The lake house was built in the late 1960s. Forty summers had come and gone since any improvements had been made to the kitchen other than a fresh coat of paint. My father had just passed away the month before and it was here, at the lake house where he and I spent so much of our time together. The two of us would work on projects trying to stay ahead on the maintenance of owning not only one, but two lake houses, and it always seemed something was broken and needing repair. Of course under these ownership conditions, maintenance and repair took precedence over improvement, so the kitchen of this particular lake house retained its dated countertops and gothic hardware that must have been the style in the late 1960s.
After dad’s passing, I wanted to do something we never had time to do during his life, redo the kitchen. I decided to put to use the skills I learned from him as a belated way of saying thanks for putting up with me, for teaching me what he knew about building and for buying these lake houses so we would have a place to spend our weekends together.
Dark and Cheap Describes the Previous Counters
The countertops were made of black vinyl—apparently another ‘60s trend that could best be described as dark and cheap. I wanted to update the countertops and make the room look brighter. Researching the available options with a big consideration on time, budget and ease of installation, I chose a 12” tile from Lowe’s Home Improvement Store for the countertop, and tumbled stone and tile mosaics to provide contrast and texture for the backsplash. Cost for the 12” tile was reasonable at less than $2 per tile, while the sheets of mosaic tiles and individual tumbled stone tiles were about $8 per square foot. To save time, I used Mapei’s premixed thinset to set the tile and Mapei’s premixed color-matching grout. After inspecting the old countertop for structural soundness, I decided to install tile backerboard on top of the old countertop to save time.

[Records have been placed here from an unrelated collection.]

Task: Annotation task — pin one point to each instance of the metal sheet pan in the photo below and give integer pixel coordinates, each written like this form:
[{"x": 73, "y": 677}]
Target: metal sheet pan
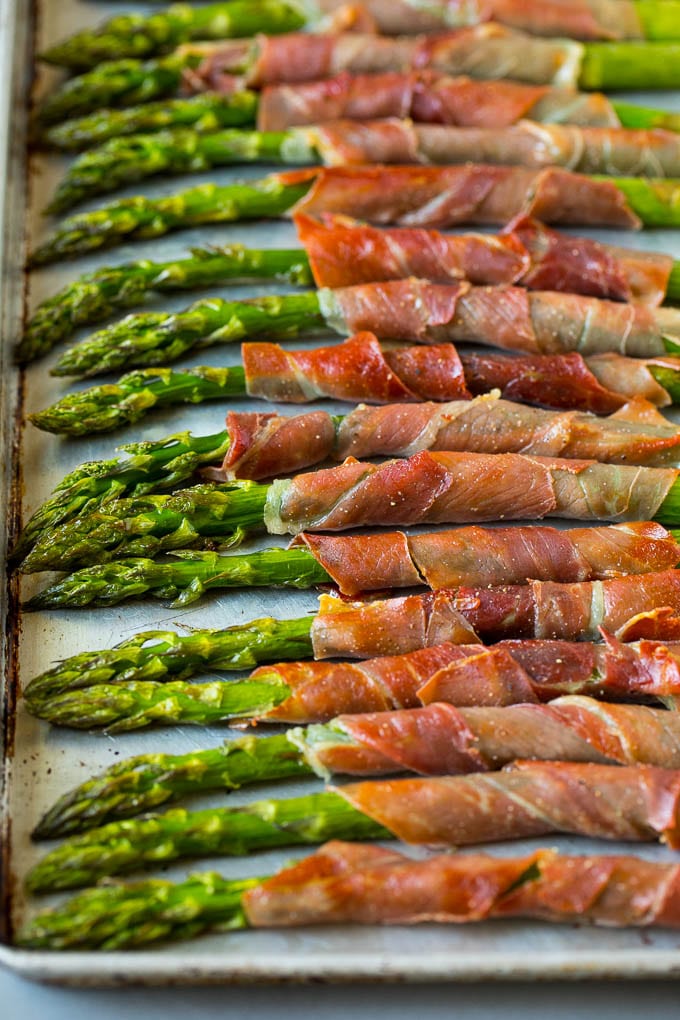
[{"x": 39, "y": 762}]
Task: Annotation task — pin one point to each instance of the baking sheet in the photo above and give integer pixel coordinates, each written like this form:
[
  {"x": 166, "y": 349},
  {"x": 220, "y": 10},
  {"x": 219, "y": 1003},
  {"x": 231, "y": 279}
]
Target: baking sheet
[{"x": 41, "y": 762}]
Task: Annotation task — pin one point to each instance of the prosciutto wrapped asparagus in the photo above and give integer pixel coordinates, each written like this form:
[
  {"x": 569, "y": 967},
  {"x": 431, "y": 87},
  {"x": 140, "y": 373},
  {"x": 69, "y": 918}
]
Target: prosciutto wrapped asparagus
[
  {"x": 614, "y": 151},
  {"x": 510, "y": 317},
  {"x": 360, "y": 368},
  {"x": 525, "y": 800},
  {"x": 466, "y": 675},
  {"x": 348, "y": 883},
  {"x": 263, "y": 445},
  {"x": 437, "y": 740}
]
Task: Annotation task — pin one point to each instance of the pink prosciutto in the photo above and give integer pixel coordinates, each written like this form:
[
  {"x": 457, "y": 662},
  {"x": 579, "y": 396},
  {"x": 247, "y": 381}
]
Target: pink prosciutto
[
  {"x": 427, "y": 97},
  {"x": 343, "y": 253},
  {"x": 470, "y": 675},
  {"x": 267, "y": 444},
  {"x": 364, "y": 884}
]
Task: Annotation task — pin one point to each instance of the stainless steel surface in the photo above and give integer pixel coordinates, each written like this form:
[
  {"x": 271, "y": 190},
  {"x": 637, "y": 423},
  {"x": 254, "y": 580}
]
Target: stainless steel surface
[{"x": 42, "y": 762}]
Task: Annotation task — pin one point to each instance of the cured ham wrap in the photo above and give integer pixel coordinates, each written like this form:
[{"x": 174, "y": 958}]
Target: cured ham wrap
[
  {"x": 480, "y": 556},
  {"x": 632, "y": 607},
  {"x": 264, "y": 444},
  {"x": 428, "y": 97},
  {"x": 583, "y": 19},
  {"x": 510, "y": 317},
  {"x": 614, "y": 151},
  {"x": 486, "y": 51},
  {"x": 343, "y": 252},
  {"x": 441, "y": 740},
  {"x": 345, "y": 883},
  {"x": 455, "y": 488},
  {"x": 360, "y": 368},
  {"x": 467, "y": 675}
]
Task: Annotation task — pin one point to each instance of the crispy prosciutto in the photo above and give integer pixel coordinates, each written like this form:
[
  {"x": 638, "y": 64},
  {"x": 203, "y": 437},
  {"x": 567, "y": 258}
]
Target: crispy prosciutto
[
  {"x": 426, "y": 97},
  {"x": 350, "y": 883},
  {"x": 264, "y": 444},
  {"x": 525, "y": 800},
  {"x": 456, "y": 488},
  {"x": 633, "y": 607},
  {"x": 579, "y": 19},
  {"x": 447, "y": 196},
  {"x": 360, "y": 368},
  {"x": 490, "y": 556},
  {"x": 510, "y": 317},
  {"x": 343, "y": 253},
  {"x": 616, "y": 151},
  {"x": 441, "y": 740},
  {"x": 485, "y": 52},
  {"x": 470, "y": 675}
]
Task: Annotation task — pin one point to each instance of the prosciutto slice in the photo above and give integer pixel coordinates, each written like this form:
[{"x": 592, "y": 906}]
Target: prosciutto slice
[
  {"x": 346, "y": 883},
  {"x": 427, "y": 97},
  {"x": 616, "y": 151},
  {"x": 441, "y": 740},
  {"x": 486, "y": 52},
  {"x": 455, "y": 488},
  {"x": 581, "y": 19},
  {"x": 265, "y": 444},
  {"x": 510, "y": 317},
  {"x": 356, "y": 369},
  {"x": 470, "y": 675},
  {"x": 575, "y": 611},
  {"x": 343, "y": 253},
  {"x": 525, "y": 800},
  {"x": 602, "y": 384},
  {"x": 490, "y": 556},
  {"x": 447, "y": 196}
]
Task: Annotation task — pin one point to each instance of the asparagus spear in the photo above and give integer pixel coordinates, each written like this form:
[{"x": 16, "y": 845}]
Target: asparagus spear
[
  {"x": 163, "y": 656},
  {"x": 179, "y": 150},
  {"x": 146, "y": 781},
  {"x": 209, "y": 111},
  {"x": 206, "y": 111},
  {"x": 156, "y": 338},
  {"x": 96, "y": 295},
  {"x": 122, "y": 707},
  {"x": 185, "y": 580},
  {"x": 142, "y": 36},
  {"x": 104, "y": 408},
  {"x": 124, "y": 846},
  {"x": 656, "y": 202},
  {"x": 604, "y": 66},
  {"x": 147, "y": 467},
  {"x": 113, "y": 917}
]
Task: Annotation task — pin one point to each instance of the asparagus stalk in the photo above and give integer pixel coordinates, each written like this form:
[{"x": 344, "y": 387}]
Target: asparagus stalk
[
  {"x": 126, "y": 82},
  {"x": 146, "y": 217},
  {"x": 142, "y": 36},
  {"x": 209, "y": 111},
  {"x": 118, "y": 708},
  {"x": 147, "y": 467},
  {"x": 205, "y": 112},
  {"x": 163, "y": 656},
  {"x": 155, "y": 338},
  {"x": 146, "y": 781},
  {"x": 96, "y": 295},
  {"x": 105, "y": 408},
  {"x": 180, "y": 150},
  {"x": 124, "y": 846},
  {"x": 185, "y": 580},
  {"x": 656, "y": 202},
  {"x": 113, "y": 917}
]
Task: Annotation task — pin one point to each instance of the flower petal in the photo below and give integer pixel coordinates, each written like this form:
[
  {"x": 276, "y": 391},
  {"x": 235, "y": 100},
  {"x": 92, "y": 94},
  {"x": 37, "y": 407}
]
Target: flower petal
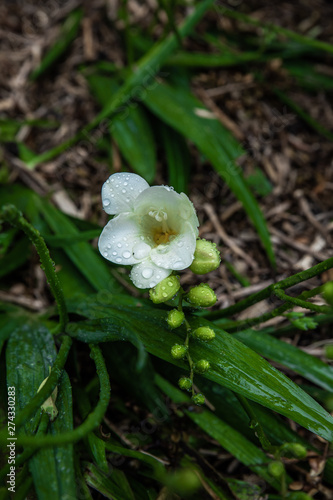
[
  {"x": 179, "y": 253},
  {"x": 122, "y": 241},
  {"x": 120, "y": 191},
  {"x": 147, "y": 274}
]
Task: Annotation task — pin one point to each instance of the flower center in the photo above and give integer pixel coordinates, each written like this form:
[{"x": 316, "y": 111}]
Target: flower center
[{"x": 162, "y": 236}]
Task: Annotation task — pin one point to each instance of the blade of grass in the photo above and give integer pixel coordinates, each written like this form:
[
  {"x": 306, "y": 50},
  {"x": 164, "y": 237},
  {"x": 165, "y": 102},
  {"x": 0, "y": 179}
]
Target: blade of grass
[
  {"x": 131, "y": 130},
  {"x": 182, "y": 111},
  {"x": 233, "y": 365},
  {"x": 67, "y": 35},
  {"x": 305, "y": 40},
  {"x": 308, "y": 366},
  {"x": 145, "y": 69}
]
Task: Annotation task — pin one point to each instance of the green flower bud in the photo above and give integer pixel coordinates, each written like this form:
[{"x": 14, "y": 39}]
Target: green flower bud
[
  {"x": 164, "y": 290},
  {"x": 202, "y": 296},
  {"x": 178, "y": 351},
  {"x": 206, "y": 257},
  {"x": 185, "y": 383},
  {"x": 204, "y": 333},
  {"x": 299, "y": 495},
  {"x": 198, "y": 399},
  {"x": 175, "y": 318},
  {"x": 276, "y": 469},
  {"x": 329, "y": 351},
  {"x": 202, "y": 365},
  {"x": 328, "y": 293}
]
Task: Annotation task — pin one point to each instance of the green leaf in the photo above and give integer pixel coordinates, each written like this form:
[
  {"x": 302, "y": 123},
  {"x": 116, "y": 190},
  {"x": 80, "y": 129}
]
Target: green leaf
[
  {"x": 113, "y": 486},
  {"x": 130, "y": 128},
  {"x": 81, "y": 254},
  {"x": 67, "y": 35},
  {"x": 29, "y": 355},
  {"x": 230, "y": 439},
  {"x": 178, "y": 158},
  {"x": 233, "y": 364},
  {"x": 288, "y": 355},
  {"x": 182, "y": 111}
]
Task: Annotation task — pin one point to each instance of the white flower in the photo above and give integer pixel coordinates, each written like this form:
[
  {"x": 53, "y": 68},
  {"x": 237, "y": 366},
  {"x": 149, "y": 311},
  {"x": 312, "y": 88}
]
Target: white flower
[{"x": 155, "y": 228}]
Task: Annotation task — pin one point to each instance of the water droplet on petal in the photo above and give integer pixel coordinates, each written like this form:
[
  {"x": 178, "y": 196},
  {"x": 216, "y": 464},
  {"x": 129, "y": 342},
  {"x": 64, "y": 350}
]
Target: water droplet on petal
[
  {"x": 147, "y": 273},
  {"x": 141, "y": 250},
  {"x": 178, "y": 265}
]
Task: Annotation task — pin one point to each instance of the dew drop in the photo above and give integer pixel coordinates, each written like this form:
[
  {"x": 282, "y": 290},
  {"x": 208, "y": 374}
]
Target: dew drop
[
  {"x": 147, "y": 273},
  {"x": 178, "y": 265}
]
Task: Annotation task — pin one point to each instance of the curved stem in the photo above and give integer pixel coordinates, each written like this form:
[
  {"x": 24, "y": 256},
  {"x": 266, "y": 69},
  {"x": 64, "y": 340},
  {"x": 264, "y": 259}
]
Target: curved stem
[
  {"x": 91, "y": 422},
  {"x": 302, "y": 303},
  {"x": 45, "y": 391},
  {"x": 11, "y": 214}
]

Tile cannot be installed over wood. Wood contracts and expands, and plywood is not suitable as a tile substrate. If the existing countertop is in poor condition, or not suitable for overlaying backerboard, remove it and fasten the backerboard to the cabinet frames making sure the studs are no greater than 16 inches on center. Drywall is suitable if there is no moisture issue. However, I was concerned with kitchen sinks and dishwashers in this area so I used backerboard. Backerboard is not impervious to water, but unlike drywall, it will not soften when exposed to moisture. Special screws are required for backerboard installation and are available where you purchase the material. I used screws intended for the Hardie brand of backerboard I was using. I chose a length long enough to penetrate the old countertop and studs, but short enough to keep from penetrating into the cabinet space. By leaving the existing countertop in place, I was able to lay the backerboard on top of the cutouts for the sink and stove top, and mark the cut out lines on the backerboard by tracing along the edges of the old countertop from underneath the counter. This resulted in perfectly matched cuts for the appliances. For making the cuts in the backerboard, I used a small tile cutting saw with a wet diamond blade. However, you can use a utility knife and a straight edge to score and break the material, similar to the method used for drywall. You can also use a circular saw with the appropriate blade.